Don't Let Ego Kill a Deal
- Codify Partners

- Apr 14
- 3 min read
A healthy level of ego, along with self-esteem or self-importance, can be beneficial. It can fuel a person's drive, focus, and resilience when challenges arise. However, excessive ego can hinder the success of a mergers and acquisitions (M&A) deal. In fact, it can ultimately kill the deal.

Ego is a natural part of human behavior, and when individuals engage in an M&A process, their personalities and egos come into play. It's crucial for both the seller and potential buyer to keep their egos in check to ensure a successful M&A transaction. Otherwise, things can go awry.
With decades of experience navigating tech M&A deals, Codify Managing Partner Enrique Dominguez has observed how ego and greed can negatively impact negotiations. We spoke with him to gain the three key insights on the influence of ego in these deals.
Don’t Overvalue Your Company
Ego often manifests as a seller's inflated perception of their company's value. Founders tend to assign worth to their business based on the years of effort they have invested in developing it. Yet, buyers evaluate companies from a different perspective. They consider factors such as whether the seller's company aligns with their strategy, its profitability, growth potential, innovation, and how it compares to competitors. Ultimately, the valuation of the seller's company is determined by the buyer, not the seller; it reflects what the buyer is willing to pay.
Enrique shares a case where his client, a small company with €3 million in revenue, initially sought a sale price of €12 to €15 million. After taking the company to market, they received a €15 million offer from a large strategic buyer. Utilizing the Codify Optimal Outcome process with other bidders, a counteroffer was made, prompting the strategic buyer to offer €20 million. However, instead of accepting an offer that was six and a half times their revenue, the seller's team decided to raise their demand to €25 million or more—largely driven by ego and greed. This demand nearly jeopardized the deal. The buyer, put off by the sudden shift, stated, "You have seven days to accept our offer; otherwise, we will withdraw it." When that timeframe passed, the offer was rescinded. Fortunately, two weeks later, the buyer returned, and the company was sold for €22 million. Although the seller's situation ended well, Enrique cautions that when a buyer says "no," they rarely come back.
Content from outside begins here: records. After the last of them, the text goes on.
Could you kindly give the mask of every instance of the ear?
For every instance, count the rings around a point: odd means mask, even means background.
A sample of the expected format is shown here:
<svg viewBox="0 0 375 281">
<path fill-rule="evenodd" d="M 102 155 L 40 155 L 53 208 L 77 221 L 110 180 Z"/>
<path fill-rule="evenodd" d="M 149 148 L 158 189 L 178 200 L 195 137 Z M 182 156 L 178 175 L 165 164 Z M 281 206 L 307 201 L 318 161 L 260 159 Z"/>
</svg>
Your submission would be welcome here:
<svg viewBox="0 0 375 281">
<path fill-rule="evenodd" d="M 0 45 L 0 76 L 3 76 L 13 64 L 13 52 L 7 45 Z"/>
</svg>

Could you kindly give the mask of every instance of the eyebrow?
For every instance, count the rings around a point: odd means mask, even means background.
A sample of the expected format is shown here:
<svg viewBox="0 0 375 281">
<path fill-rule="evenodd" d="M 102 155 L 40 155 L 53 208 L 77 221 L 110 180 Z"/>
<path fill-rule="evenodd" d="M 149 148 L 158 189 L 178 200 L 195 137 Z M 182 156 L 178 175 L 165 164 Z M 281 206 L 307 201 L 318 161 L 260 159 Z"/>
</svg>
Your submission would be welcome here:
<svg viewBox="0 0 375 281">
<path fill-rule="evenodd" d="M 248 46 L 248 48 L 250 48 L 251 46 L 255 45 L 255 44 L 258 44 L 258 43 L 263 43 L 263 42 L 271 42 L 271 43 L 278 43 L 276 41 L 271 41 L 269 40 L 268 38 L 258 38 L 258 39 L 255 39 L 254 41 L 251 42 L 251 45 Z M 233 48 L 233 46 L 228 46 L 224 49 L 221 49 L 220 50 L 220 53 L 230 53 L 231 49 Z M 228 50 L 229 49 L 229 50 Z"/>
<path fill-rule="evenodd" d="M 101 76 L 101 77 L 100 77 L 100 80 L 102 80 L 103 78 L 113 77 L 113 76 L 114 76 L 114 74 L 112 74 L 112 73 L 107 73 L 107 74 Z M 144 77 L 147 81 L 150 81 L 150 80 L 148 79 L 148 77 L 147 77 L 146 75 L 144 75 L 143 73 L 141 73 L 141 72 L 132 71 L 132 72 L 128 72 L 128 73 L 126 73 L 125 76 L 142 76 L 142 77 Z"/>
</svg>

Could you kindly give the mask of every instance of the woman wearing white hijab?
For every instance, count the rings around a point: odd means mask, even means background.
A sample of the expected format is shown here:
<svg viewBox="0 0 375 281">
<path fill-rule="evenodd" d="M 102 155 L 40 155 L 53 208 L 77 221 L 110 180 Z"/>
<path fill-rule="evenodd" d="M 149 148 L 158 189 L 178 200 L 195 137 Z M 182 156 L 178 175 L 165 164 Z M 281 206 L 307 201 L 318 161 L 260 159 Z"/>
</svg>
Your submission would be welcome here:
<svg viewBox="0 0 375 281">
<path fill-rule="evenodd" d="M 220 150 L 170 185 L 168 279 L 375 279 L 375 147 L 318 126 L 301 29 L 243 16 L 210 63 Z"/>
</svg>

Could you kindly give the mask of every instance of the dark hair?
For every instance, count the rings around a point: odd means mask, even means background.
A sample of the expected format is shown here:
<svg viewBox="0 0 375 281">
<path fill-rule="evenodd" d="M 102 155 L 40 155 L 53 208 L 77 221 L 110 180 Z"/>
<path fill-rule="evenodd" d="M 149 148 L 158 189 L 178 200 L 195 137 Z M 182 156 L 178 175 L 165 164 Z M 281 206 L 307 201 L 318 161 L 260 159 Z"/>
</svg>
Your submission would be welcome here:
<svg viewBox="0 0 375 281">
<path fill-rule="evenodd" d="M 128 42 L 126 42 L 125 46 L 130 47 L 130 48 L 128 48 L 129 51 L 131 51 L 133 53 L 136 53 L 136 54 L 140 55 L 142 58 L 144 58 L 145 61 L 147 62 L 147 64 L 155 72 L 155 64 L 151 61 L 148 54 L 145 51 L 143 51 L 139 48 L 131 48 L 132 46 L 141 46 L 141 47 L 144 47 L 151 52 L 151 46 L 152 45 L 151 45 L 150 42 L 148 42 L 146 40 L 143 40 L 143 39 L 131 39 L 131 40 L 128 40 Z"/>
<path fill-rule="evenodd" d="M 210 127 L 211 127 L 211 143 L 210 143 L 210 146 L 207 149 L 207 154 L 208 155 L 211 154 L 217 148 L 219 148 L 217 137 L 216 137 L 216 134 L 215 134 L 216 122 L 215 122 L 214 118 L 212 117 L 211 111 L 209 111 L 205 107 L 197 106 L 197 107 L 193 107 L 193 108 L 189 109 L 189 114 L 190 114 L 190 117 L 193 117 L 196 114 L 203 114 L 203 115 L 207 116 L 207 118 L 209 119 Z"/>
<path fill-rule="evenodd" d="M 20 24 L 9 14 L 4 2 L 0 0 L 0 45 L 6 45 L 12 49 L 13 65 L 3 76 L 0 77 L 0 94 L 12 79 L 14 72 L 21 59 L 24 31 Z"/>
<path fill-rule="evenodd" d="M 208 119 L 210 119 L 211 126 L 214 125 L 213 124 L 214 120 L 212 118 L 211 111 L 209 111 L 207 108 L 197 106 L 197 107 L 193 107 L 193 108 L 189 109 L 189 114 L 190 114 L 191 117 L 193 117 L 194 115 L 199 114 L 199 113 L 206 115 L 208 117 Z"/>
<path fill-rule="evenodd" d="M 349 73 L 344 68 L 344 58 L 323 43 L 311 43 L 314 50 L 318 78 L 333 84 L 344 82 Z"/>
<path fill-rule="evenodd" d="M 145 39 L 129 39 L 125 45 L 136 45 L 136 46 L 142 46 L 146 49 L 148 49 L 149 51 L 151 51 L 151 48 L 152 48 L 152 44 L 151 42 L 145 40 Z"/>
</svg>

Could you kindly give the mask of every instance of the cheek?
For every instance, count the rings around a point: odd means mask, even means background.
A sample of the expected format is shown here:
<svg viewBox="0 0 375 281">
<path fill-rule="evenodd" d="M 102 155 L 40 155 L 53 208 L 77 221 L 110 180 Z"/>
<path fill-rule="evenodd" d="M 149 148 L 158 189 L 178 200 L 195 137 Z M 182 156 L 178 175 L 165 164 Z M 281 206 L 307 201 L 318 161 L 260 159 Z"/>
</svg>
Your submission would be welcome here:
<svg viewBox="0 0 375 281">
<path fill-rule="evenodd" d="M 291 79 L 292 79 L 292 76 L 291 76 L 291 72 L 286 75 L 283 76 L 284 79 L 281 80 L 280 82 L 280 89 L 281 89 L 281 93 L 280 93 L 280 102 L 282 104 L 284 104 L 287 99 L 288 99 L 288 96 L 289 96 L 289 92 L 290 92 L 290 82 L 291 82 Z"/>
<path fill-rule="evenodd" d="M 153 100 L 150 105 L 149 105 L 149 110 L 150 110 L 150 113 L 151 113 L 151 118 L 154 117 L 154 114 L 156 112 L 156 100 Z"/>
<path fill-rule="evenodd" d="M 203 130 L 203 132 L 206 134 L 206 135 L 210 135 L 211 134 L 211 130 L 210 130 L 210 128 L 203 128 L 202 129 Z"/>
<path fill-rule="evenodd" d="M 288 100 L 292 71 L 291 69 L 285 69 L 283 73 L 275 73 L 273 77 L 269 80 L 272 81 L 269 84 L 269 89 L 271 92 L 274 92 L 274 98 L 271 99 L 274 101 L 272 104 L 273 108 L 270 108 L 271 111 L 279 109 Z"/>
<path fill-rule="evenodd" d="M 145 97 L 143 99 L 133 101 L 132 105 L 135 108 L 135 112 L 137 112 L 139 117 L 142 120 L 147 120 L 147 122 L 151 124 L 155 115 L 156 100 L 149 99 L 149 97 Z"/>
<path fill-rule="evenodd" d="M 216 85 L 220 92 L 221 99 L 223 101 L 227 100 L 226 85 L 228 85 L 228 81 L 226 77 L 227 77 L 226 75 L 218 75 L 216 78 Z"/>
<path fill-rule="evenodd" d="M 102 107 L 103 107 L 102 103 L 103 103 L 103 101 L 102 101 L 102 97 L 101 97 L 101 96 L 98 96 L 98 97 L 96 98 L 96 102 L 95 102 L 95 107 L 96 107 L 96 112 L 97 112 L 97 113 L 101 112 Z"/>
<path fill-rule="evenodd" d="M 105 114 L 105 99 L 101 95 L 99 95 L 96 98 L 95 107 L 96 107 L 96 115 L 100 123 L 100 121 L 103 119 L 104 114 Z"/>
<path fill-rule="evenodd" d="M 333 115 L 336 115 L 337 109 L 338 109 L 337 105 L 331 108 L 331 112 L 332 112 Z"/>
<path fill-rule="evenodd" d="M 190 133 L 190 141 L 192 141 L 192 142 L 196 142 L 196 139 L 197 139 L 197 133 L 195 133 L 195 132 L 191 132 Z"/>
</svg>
In this situation, they did, but the process was prolonged due to the seller's ego and greed.
Don’t Dig in Your Heels During Negotiations
Deals can collapse when sellers refuse to be reasonable and compromise. For example, Enrique managed a deal that was two to three weeks from closing. The buyer, a small public company, offered €18 million for Enrique's client company, including €10 million in cash at closing—with the remainder made up of rolled equity and a small earn-out. However, during negotiations, the seller failed to meet their revenue and earnings projections, increasing the buyer's perceived risk. To mitigate some of that risk, the buyer requested a reduction of the cash requirement to €9 million. The total offer remained €18 million; it was merely a decrease of €1 million in cash at closing, offset by €500,000 in additional stock and €500,000 in an earn-out. Despite falling short of revenue targets, the buyer still wanted to acquire the company for its technology and customer base. However, the seller refused to amend the agreement. This obstinacy ultimately killed the deal. The seller remains in business, but the initial offer was double what they could now expect in the market. In this instance, the seller's unwillingness to compromise was a significant mistake. Enrique advises his clients: "Be fair and reasonable. Don’t think it’s my way or the highway."
Don’t Get Frustrated by the Process
Navigating the M&A process is time-consuming and requires significant effort. Enrique points out that many people are unaware of the work involved in generating enough interest to receive multiple offers, selecting the right offer, entering exclusivity, and engaging in ongoing negotiations. There are also intricacies involved in the purchase agreement and in determining how net working capital is calculated—essentially how the seller manages their finances. This complexity can frustrate sellers, leading them to say things like, "I give up. I'm done. I can't handle this. It’s just too much."
Enrique's advice: "Don’t let your frustration and ego stand in the way of achieving your goals. You need to pause, step back, and refocus on why you began this process, what you're trying to achieve, and your current position. Concentrate on what is necessary to complete the deal, because you initiated this journey with a specific purpose."